Netzpolitik
Rechtsextremisten mit neuen Aktivitäten im Internet
Listen mit Adressen politischer Gegner veröffentlicht
Mainz - Die rechtsextremistischen Aktivitäten im Internet haben nach Recherchen des ZDF-Magazins "Kennzeichen D" einen
neuen Höhepunkt erreicht. Seit kurzem stellten Neonazis Listen mit Namen und Privatadressen von Personen, die sie als politische Gegner
betrachteten, ins Internet, berichtete das ZDF am Dienstag. So stünden in einer "Schwarzen Liste" Namen von Journalisten und Ausländern,
die mit Zuordnungen wie "Grund für Ärger: Kanake", "Zecke", bzw. "kooperiert mit Kanaken" belegt würden.
Noch aggressiver agiere die so genannte "Kameradschaft Gera". Sie verbreite im Netz einen Steckbrief mit zahlreichen Fotos von einem
DGB-Jugendbildungsreferenten, der sich gegen Rechtsradikalismus engagiere. Der Leiter des Hamburger Verfassungsschutzes, Reinhard
Wagner, sieht nach Angaben des Magazins in solchem Vorgehen eine neue Qualität im Umgang mit dem politischen Gegner im Internet.
Sie dienten in erster Linie der Einschüchterung, aber es bestehe auch die Gefahr, dass Einzeltäter diese Informationen nutzen, um Straftaten
gegen die genannten Personen vorzunehmen, sagte Wagner dem ZDF.

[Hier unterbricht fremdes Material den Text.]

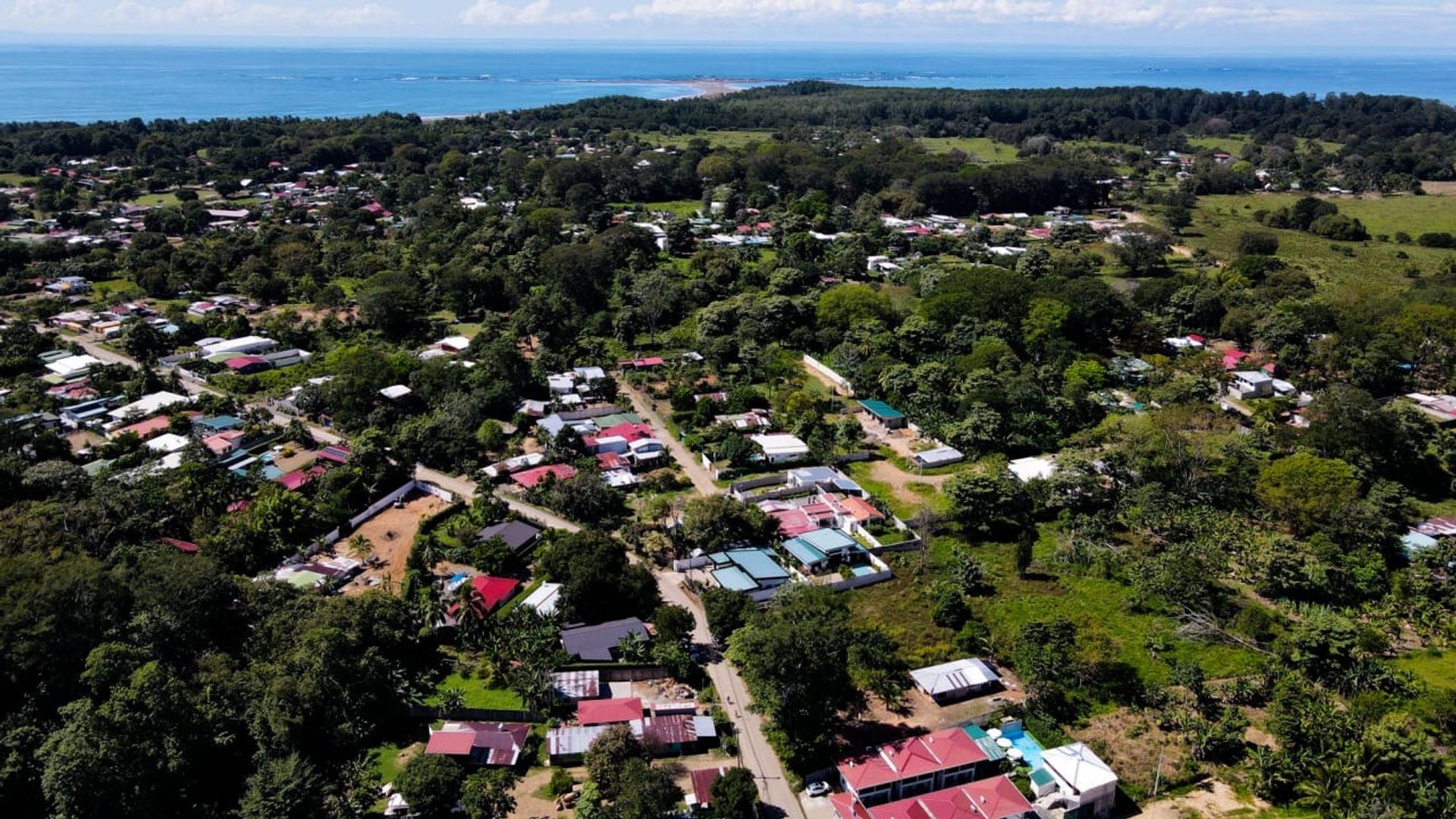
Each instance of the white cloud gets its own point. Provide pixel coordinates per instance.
(38, 11)
(492, 14)
(246, 14)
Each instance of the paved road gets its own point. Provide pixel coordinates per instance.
(702, 482)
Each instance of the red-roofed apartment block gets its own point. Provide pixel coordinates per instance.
(606, 711)
(996, 798)
(915, 765)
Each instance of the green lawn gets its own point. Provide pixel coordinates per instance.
(1435, 668)
(731, 139)
(476, 695)
(1220, 219)
(983, 149)
(680, 207)
(1100, 608)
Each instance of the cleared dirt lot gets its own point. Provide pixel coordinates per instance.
(391, 534)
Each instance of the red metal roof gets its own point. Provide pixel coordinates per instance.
(603, 711)
(529, 479)
(912, 757)
(494, 591)
(996, 798)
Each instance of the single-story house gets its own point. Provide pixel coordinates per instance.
(147, 406)
(701, 798)
(938, 457)
(1030, 469)
(479, 744)
(519, 535)
(1084, 779)
(887, 416)
(996, 798)
(169, 442)
(529, 479)
(606, 711)
(755, 572)
(959, 679)
(913, 767)
(1251, 384)
(596, 643)
(224, 442)
(577, 686)
(781, 447)
(544, 599)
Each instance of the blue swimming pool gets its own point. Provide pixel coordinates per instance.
(1024, 742)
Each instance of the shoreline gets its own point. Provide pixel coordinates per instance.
(701, 89)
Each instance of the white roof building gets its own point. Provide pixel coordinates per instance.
(781, 447)
(73, 365)
(1082, 777)
(147, 406)
(1033, 468)
(544, 599)
(240, 346)
(956, 679)
(169, 444)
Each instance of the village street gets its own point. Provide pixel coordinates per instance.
(755, 749)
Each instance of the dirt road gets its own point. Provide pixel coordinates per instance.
(702, 482)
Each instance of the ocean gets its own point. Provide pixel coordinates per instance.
(88, 83)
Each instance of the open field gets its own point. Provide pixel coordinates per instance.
(1103, 610)
(1220, 219)
(983, 149)
(478, 695)
(391, 534)
(680, 207)
(718, 139)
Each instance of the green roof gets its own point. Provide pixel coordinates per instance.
(881, 410)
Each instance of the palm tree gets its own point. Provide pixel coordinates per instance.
(360, 548)
(632, 648)
(450, 700)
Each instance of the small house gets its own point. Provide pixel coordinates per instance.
(959, 679)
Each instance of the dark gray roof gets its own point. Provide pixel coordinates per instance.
(517, 534)
(596, 642)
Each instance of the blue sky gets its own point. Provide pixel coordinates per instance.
(1263, 25)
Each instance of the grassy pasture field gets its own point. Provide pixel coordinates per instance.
(984, 149)
(1220, 219)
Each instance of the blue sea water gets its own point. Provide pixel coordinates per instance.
(112, 82)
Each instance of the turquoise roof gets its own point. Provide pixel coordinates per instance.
(881, 410)
(827, 539)
(761, 564)
(734, 579)
(804, 553)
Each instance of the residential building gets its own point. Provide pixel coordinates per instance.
(1251, 384)
(596, 643)
(479, 744)
(1084, 784)
(959, 679)
(938, 457)
(916, 765)
(887, 416)
(607, 711)
(755, 572)
(519, 535)
(996, 798)
(781, 447)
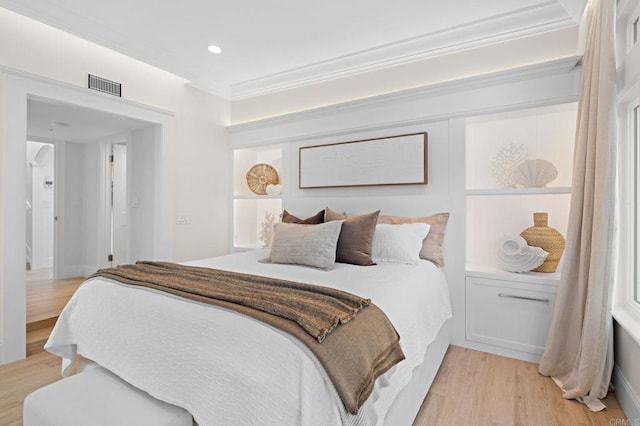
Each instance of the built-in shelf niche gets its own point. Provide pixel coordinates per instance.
(495, 212)
(250, 210)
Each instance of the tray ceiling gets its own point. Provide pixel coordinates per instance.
(272, 46)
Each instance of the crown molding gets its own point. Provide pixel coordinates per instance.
(547, 16)
(555, 67)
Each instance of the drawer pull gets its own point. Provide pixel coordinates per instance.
(533, 299)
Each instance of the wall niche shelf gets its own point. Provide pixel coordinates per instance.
(520, 191)
(509, 313)
(250, 210)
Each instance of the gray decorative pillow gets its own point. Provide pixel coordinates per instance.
(356, 238)
(313, 220)
(309, 245)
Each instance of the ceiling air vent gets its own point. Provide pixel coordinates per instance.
(105, 86)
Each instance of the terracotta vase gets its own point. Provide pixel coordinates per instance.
(550, 240)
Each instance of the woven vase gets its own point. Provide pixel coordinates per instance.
(550, 240)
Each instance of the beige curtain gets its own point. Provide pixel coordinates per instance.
(579, 351)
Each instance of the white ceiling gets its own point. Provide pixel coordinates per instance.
(275, 45)
(44, 118)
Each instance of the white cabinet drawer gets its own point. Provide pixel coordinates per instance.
(509, 314)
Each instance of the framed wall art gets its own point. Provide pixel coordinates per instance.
(394, 160)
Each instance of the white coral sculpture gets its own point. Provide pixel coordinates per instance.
(266, 229)
(507, 159)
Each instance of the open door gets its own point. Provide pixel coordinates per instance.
(119, 235)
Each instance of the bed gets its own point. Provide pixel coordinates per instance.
(228, 368)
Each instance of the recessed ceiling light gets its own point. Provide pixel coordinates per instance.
(214, 49)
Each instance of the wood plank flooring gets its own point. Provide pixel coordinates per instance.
(477, 388)
(472, 389)
(46, 298)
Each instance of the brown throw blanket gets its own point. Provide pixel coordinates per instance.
(352, 338)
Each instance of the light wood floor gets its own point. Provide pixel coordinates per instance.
(477, 388)
(45, 296)
(472, 389)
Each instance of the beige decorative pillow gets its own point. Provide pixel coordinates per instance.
(432, 245)
(356, 238)
(309, 245)
(313, 220)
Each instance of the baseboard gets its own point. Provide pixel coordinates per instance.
(626, 396)
(72, 271)
(88, 270)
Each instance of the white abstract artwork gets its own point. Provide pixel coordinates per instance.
(396, 160)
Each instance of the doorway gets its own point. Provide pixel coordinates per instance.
(39, 207)
(17, 89)
(118, 214)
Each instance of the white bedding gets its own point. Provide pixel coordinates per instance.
(229, 369)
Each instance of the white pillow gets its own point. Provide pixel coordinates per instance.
(399, 243)
(309, 245)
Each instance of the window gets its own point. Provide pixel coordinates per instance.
(634, 139)
(626, 309)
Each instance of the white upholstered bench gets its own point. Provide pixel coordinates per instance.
(98, 397)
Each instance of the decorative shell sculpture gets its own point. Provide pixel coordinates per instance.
(534, 173)
(260, 176)
(514, 255)
(505, 161)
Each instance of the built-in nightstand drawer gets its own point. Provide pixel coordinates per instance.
(514, 315)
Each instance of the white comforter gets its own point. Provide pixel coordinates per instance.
(229, 369)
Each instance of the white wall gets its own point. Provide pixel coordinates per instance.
(439, 110)
(626, 374)
(200, 192)
(192, 132)
(73, 233)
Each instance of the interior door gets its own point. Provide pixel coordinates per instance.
(119, 219)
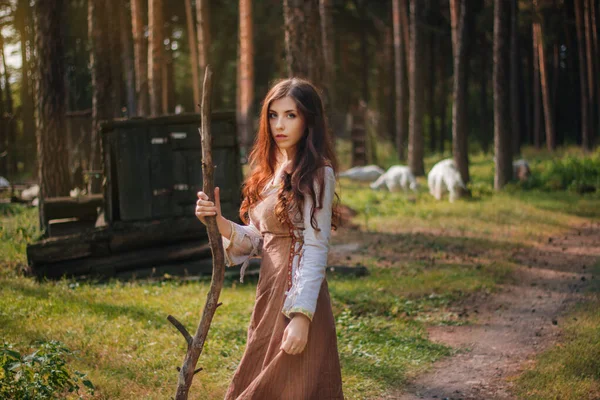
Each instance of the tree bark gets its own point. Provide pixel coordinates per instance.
(415, 122)
(586, 133)
(195, 344)
(193, 52)
(503, 157)
(102, 80)
(327, 42)
(537, 105)
(246, 75)
(127, 60)
(460, 148)
(53, 169)
(590, 35)
(203, 35)
(9, 117)
(515, 62)
(399, 74)
(140, 50)
(548, 117)
(27, 108)
(155, 54)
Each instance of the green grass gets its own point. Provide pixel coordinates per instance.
(423, 256)
(571, 370)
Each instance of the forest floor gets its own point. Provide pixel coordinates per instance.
(507, 328)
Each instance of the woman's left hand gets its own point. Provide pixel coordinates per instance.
(295, 335)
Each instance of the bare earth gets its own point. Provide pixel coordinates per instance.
(509, 327)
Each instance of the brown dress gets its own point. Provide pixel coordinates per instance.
(266, 372)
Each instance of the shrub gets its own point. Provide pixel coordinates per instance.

Der Sprecher des niedersächsischen Verfassungsschutzes, Rüdiger Hesse, ergänzte, dass zunehmend eine Spezialisierung der
Hasspropaganda auf jüdische Mitbürgerinnen und Mitbürger registriert werde: "Das ist eine neue Entwicklung, die wir feststellen."
Der Vizepräsident des Zentralrats der Juden in Deutschland, Michel Friedman, warnte im Gespräch mit "Kennzeichen D" vor der
zunehmenden Aggressivität von Neonazis im Internet und fragte, "warum wir mit Zeitlupe den Dingen hinterherlaufen, von denen wir wissen,
dass sie mittlerweile mit high speed online unterwegs sind". Er habe kein Verständnis dafür, "dass Politik, Justiz und Polizei so nachlässig und
zeitlupenmäßig ragieren". Rechtsextremismus im Internet sei "eine der schwierigsten, problematischsten Fragen, und die Politik scheint erst
einmal einen Offenbarungseid zu leisten", sagte Friedman.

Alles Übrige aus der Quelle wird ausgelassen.